いろんなことがある中で、この映画は今の私にとてもヒットでした。
海に選ばれし者であるモアナ。
小さいときから珊瑚礁の向こうが気になるも、父親から厳しく止められていた。
が、祖母に背中を押され、海に果敢に出ていた祖先を知り、村を守るために海に出ることに。
途中で出会ったマウイを説き伏せて味方にし、共に目的地に向かうことに。
何度か挫折しかけるけど、自分でできると思い直して最終的には目的を達成する。
この映画の前にアラジンを見たんだけど(ブロードウェイに触発されて)、二つ合わせて私の心を動かしたのは、自分の原点に帰ろうということ。
私は映画やドラマは女性の主人公ものが好きで、男性のももちろん見るんだけど、女性の方が圧倒的に共感できる。
小さい頃、お人形遊びをしていたのが私の原点で、母親からの矯正がなければそのまま育ってた。
幸い度胸があるのでここまできたんだけど、今でも人に勝つことをモチベーションにはできなくて、どっちかというともっと大きな目的でしかやる気が起こらない。
そういうところが、アラジンのジャスミン王女やモアナと同じで、私もそこをいかさないといけないなと思ったのです。
策を弄したり、人を蹴落としたりは全く得意じゃないから、私は私の得意技をもっていかないと。
I would like to raise “Moana” in the movies I watched on the flights.
It was a hit for me in a situation where I think and worry about many things.
Moana was selected by the sea.
Although she had been interested in the sea over the coral leaf, her father had prohibited her from going over them.

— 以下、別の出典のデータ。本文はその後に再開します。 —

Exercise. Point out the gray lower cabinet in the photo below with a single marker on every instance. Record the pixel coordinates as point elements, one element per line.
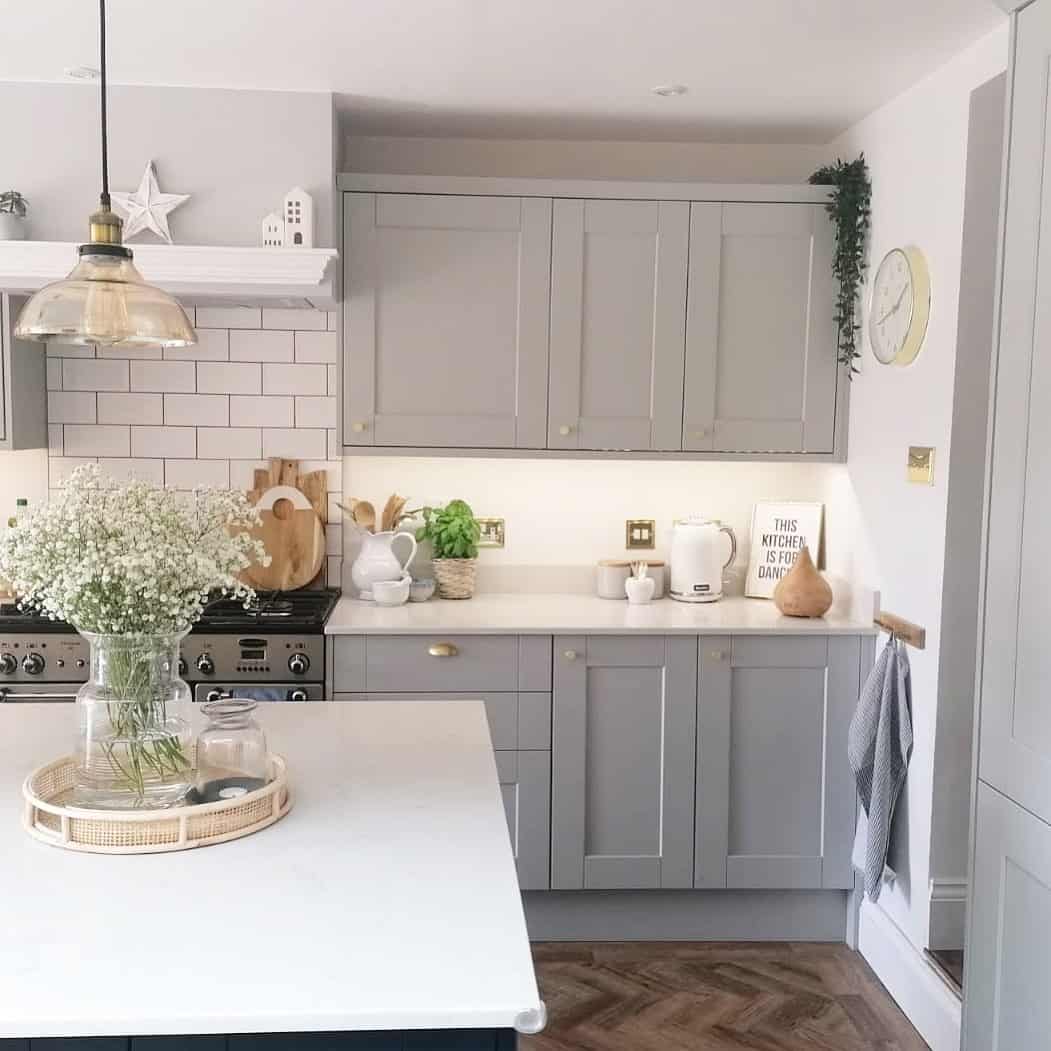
<point>623,723</point>
<point>776,799</point>
<point>761,341</point>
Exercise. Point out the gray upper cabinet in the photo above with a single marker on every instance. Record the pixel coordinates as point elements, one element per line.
<point>446,321</point>
<point>761,343</point>
<point>618,309</point>
<point>775,794</point>
<point>622,762</point>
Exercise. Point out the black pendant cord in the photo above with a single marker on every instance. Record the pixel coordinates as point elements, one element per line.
<point>102,77</point>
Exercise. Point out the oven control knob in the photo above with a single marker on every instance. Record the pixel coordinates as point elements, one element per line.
<point>299,663</point>
<point>33,664</point>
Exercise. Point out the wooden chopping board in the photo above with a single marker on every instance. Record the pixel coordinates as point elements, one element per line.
<point>292,508</point>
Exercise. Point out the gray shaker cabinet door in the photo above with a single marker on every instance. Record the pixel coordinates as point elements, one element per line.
<point>1015,746</point>
<point>775,794</point>
<point>1007,1006</point>
<point>446,321</point>
<point>622,762</point>
<point>761,343</point>
<point>618,304</point>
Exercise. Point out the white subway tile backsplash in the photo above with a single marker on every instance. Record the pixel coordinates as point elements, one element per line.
<point>261,345</point>
<point>139,470</point>
<point>293,444</point>
<point>192,410</point>
<point>284,318</point>
<point>233,442</point>
<point>317,347</point>
<point>294,379</point>
<point>70,407</point>
<point>164,441</point>
<point>229,317</point>
<point>84,374</point>
<point>315,412</point>
<point>164,376</point>
<point>191,473</point>
<point>212,345</point>
<point>230,378</point>
<point>91,439</point>
<point>130,409</point>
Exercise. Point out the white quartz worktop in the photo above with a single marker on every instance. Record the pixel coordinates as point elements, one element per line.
<point>386,900</point>
<point>580,615</point>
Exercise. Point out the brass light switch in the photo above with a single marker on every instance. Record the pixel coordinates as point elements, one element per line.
<point>492,533</point>
<point>640,534</point>
<point>921,466</point>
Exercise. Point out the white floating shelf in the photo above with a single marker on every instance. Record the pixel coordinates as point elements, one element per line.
<point>196,273</point>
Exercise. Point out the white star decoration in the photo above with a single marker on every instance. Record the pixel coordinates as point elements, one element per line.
<point>147,208</point>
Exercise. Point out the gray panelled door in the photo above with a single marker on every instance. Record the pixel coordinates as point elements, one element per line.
<point>775,795</point>
<point>623,761</point>
<point>446,321</point>
<point>761,347</point>
<point>618,309</point>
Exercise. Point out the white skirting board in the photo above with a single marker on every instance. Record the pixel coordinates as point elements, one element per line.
<point>921,992</point>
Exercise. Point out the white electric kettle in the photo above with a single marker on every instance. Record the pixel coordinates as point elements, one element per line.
<point>698,559</point>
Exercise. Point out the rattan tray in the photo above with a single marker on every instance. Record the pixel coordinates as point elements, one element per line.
<point>49,819</point>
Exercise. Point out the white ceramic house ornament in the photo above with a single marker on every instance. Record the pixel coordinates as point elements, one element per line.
<point>273,230</point>
<point>299,219</point>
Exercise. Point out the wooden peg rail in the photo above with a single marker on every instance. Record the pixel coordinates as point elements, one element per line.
<point>911,634</point>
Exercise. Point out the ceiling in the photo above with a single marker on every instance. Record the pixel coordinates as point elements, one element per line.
<point>758,70</point>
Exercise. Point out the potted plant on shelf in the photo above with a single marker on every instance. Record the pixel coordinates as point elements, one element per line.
<point>131,568</point>
<point>453,532</point>
<point>13,211</point>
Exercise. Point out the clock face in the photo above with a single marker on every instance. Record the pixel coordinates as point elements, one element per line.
<point>900,307</point>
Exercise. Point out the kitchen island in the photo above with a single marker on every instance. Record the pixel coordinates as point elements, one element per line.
<point>382,914</point>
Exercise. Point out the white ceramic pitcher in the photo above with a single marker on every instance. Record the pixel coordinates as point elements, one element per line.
<point>377,561</point>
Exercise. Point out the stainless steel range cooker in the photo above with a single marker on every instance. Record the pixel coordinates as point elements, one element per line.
<point>273,651</point>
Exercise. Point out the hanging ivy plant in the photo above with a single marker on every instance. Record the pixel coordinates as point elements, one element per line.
<point>849,205</point>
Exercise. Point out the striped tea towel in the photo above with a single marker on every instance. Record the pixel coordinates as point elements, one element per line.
<point>879,746</point>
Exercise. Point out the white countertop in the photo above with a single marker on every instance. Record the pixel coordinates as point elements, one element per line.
<point>386,900</point>
<point>580,615</point>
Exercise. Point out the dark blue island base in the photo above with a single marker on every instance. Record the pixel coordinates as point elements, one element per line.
<point>430,1039</point>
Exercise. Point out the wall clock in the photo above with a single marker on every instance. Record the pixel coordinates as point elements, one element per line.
<point>900,307</point>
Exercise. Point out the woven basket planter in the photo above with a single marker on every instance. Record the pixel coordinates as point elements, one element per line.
<point>455,577</point>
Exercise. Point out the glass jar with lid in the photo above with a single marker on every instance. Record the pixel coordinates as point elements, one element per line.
<point>231,754</point>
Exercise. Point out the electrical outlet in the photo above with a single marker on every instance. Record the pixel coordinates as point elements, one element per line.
<point>492,533</point>
<point>640,534</point>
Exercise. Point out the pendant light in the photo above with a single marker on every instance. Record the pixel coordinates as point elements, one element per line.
<point>104,300</point>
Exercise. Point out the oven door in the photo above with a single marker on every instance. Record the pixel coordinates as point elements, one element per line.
<point>295,693</point>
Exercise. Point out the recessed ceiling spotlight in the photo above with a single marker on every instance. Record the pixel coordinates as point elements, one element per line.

However, her grandmother pushed her, she was getting to know her ancestors who went to the sea far beyond, and she decided to go there to ensure her village.
On her way, she met Maui and convinced him to go together to achieve her objective.
She was sometimes close to giving up but she again believed that she would be able to do it by herself and she finally achieved the goal.
“Aladdin” which I had watched on both Broadway and the movie on the flight and “Moana” moved me and I was reminded of returning to my origin.
I can sympathize with movies and dramas, women in which strongly aim for their objectives more than men in which win over someone.
My origin is that I played with my dolls when I was very young and I would have grown up unless my mother hadn't forced me to play and study with boys.
I came here because I, fortunately, am brave but I don't have the motivation to win over someone and need to have a bigger purpose to keep my motivation.
That is the same as Princess Jasmin and Moana and I have to strengthen and leverage it.
I have to survive along with my own strengths because I am not good at devising a plan or eliminating others.